Internal Audit (IA) Definition

An internal audit (IA) is an organizational initiative to monitor and analyze its own business operations in order to determine how well it conforms to a set of specific criteria.
In the enterprise, an internal audit can focus on enterprise risk management functions, security processes or maintaining regulatory compliance, as well as many other business departments and activities. As part of the internal audit plan, auditors try to find discrepancies between operational processes and what those processes are designed to do. If internal auditors do find discrepancies, these issues are included in the final report issued to company leadership so the processes can be improved.
Internal audit plans are often designed as a pre-emptive maneuver to maintain operational efficiency and financial reliability, as well as to safeguard assets.
Why internal audits matter
Regular internal audits assess a company’s controls and help uncover evidence of fraud, waste or abuse. The frequency of internal audits will depend on the department or process being examined. Some types of manufacturing may require daily audits for quality control, while a department such as human resources may require only an annual audit of records.

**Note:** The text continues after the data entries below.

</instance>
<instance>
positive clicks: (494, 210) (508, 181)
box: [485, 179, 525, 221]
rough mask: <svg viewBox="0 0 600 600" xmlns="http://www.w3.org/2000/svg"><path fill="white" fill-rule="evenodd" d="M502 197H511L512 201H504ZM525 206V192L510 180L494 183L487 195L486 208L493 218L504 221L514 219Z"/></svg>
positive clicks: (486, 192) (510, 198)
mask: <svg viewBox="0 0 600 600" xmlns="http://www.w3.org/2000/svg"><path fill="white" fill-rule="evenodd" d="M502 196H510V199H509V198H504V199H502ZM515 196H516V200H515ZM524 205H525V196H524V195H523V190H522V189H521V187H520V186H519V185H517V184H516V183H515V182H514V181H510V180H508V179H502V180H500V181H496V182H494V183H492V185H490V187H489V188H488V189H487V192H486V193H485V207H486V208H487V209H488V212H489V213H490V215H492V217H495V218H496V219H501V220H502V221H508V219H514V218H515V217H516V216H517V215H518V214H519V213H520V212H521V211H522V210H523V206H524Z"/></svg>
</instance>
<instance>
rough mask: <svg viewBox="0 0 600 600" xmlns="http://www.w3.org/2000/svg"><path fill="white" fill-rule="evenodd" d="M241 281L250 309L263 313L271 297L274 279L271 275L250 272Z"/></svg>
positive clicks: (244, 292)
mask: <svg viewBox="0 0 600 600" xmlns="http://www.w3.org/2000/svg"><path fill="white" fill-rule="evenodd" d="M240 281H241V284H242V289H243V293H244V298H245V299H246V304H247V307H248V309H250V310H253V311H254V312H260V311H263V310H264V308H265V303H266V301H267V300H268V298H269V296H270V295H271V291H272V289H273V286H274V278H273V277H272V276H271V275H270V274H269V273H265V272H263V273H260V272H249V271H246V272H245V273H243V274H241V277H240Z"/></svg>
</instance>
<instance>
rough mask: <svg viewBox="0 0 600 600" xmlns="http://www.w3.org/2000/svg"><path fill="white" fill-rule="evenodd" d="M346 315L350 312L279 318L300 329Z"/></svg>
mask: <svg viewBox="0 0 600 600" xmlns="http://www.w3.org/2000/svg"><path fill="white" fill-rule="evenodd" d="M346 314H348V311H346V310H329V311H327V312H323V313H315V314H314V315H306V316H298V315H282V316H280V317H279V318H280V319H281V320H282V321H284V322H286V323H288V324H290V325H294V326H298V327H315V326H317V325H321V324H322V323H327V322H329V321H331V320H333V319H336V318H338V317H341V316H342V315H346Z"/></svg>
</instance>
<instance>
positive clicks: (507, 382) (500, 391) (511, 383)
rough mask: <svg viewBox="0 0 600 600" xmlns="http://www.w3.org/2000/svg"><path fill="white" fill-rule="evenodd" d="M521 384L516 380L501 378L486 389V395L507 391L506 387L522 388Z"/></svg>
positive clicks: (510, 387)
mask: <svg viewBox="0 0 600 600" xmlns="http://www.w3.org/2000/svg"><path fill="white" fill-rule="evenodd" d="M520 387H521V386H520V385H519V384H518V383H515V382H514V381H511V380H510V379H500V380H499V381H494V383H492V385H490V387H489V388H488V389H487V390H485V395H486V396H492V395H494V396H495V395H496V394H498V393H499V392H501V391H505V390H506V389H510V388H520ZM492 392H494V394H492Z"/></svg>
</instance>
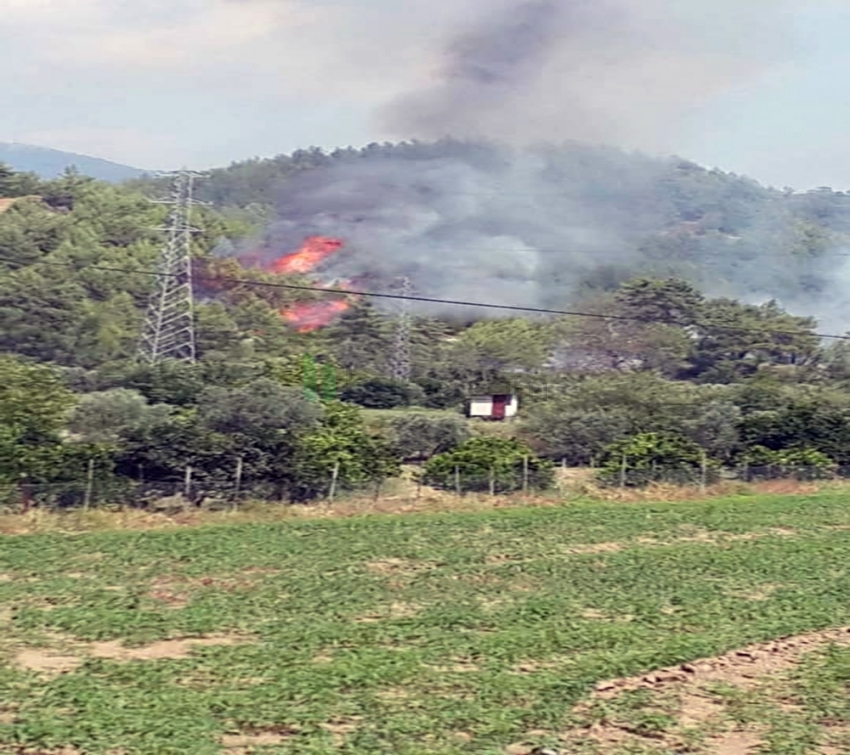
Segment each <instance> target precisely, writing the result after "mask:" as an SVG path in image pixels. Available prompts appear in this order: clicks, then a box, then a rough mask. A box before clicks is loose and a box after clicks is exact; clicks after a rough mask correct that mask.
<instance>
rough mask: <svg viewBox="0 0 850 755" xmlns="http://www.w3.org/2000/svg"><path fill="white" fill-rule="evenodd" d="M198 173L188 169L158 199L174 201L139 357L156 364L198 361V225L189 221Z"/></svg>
mask: <svg viewBox="0 0 850 755" xmlns="http://www.w3.org/2000/svg"><path fill="white" fill-rule="evenodd" d="M197 175H198V174H196V173H192V172H190V171H188V170H183V171H180V172H178V173H177V174H176V175H175V176H174V178H173V185H172V189H171V196H170V197H169V198H168V199H162V200H155V201H156V203H157V204H167V205H171V208H172V209H171V213H170V214H169V218H168V225H167V226H166V227H165V228H160V229H157V230H161V231H164V232H165V234H166V242H165V245H164V246H163V248H162V251H161V252H160V256H159V260H158V262H157V269H158V271H159V272H160V273H161V275H160V276H159V277H158V285H157V286H156V288H155V289H154V290H153V291H152V292H151V295H150V302H149V304H148V310H147V315H146V317H145V323H144V325H143V327H142V337H141V340H140V343H139V357H140V358H141V359H143V360H144V361H146V362H150V363H151V364H154V363H156V362H159V361H160V360H162V359H185V360H187V361H189V362H194V361H195V326H194V302H193V296H192V292H193V279H192V253H191V234H192V233H194V232H197V230H198V229H196V228H192V226H191V225H190V224H189V215H190V212H191V209H192V205H193V204H196V202H195V201H194V200H193V199H192V188H193V184H194V180H195V177H196V176H197Z"/></svg>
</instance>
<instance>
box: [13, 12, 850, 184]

Unlike an external auditor that primarily considers financial risk, the internal auditor examines issues relating to wide-ranging risks to the organization’s reputation and growth. For example, an internal audit can uncover threats to the organization’s reputation if it finds employee safety violations or instances where employees are treated unfairly. One of the internal auditor’s primary goals is to assess the management of risk and to ensure that risk management processes are efficient, effective, secure and compliant.
Once the internal audits are completed, auditors issue a final audit report outlining how well the systems and processes are working. This report is often provided first to the most senior levels of executive management, as well as to its internal audit committee. When required, internal auditors offer consulting help to improve areas in which systems and processes are lacking and conduct a follow-up audit to determine how well the improvements are working.
Information provided by internal auditors can help the company thrive in a competitive business environment and inform new initiatives to help it continue to prosper.
Internal auditing strategies
An internal auditor will typically analyze documents outlining a company’s mission, objectives and related performance, then determine how well these goals are being met. When gathering information for their final report, internal auditors will observe operations firsthand, take notes, review official documents and interview employees. The duration of the audit depends on its scope, as well as the size of the company or the department being audited.
Using various assessment techniques, the internal auditor will examine the effectiveness of internal control procedures and determine whether employees comply with internal control directives. These assessments can be completed after reviewing documents such as responsibility flowcharts, control policies and results from previous audits. The auditor can also conduct interviews with staff or examine processes firsthand to complete the assessment process.
Internal auditors also analyze business and financial transactions to determine falsehoods. Procedures examining transactions, inventory and financial statements can locate errors or falsehoods, as well as determine where in the process these instances occurred. These analyses can also target a specific process if the company wants to examine how well a particular control is working.
At the conclusion of the internal audit, the auditor will issue a formal report presenting significant findings. The final report includes a summary of the procedures and techniques used for completing the audit, a detailed description of audit findings and suggestions for improvements to internal controls and control procedures.
The internal audit function is different than an external audit. An external auditor reports to those outside the governing structure of the organization and focuses on determining the reliability and credibility of financial reports. An internal audit report is provided to those within the governing structure and is designed to educate management and employees about how they can operate the business better.